Hi, a few beginners questions:
Using a single 1080TI GPU
pytorch 0.4
My model is a simple Feedforward net with 5 hidden layers of 100 relu units.
Basically, I have data sets of roughly 50-450KB, a data set is stored on my regular HD as (mat or pt file) where the x’s & y’s are stored as pytorch tensors.
Basically, I’m getting now roughly 3-5% GPU utilization (looking at windows task manager), while dedicated memory GPU occupies around 5GB/11GB.
Now, here is my code:
x_train_org,y_train_org= load(data.pt)
x_train_org = x_train_org[rand_idx, :]
y_train_org= y_train_org[rand_idx, :]
training_data = data_utils.TensorDataset(x_train_org, y_train_org)

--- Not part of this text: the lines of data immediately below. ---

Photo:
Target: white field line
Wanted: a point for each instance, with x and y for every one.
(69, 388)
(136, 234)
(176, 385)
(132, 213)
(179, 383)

train_data_loader = data_utils.DataLoader(training_data, batch_size=batch_size, shuffle=True, pin_memory=True)
for i in range(0, ep_num):
estimator.train()
for x, y in train_data_loader:
x, y = x.to(device), y.to(device)
pred_log_probs = estimator.forward(x)
model_optimizer.zero_grad()
loss1 = cost_func(pred_log_probs.permute([0, 2, 1]), y)
loss1.backward()
model_optimizer.step()
estimator.eval()
pred_log_probs = estimator.forward(x_train_org.to(device))
train_loss[i + 1] = cost_func(pred_log_probs.permute([0, 2, 1]), y_train_org.to(device)).detach().item()
So my questions are:
Is there something wrong with the flow of my code?
Should I use the “.to(device)” directly when feeding the DataLoader with the training data?
Is there any reason for me to really use the DataLoader in case of a single GPU and when all data is already in pytorch tensor data?
Is there anything I can do to speed things up?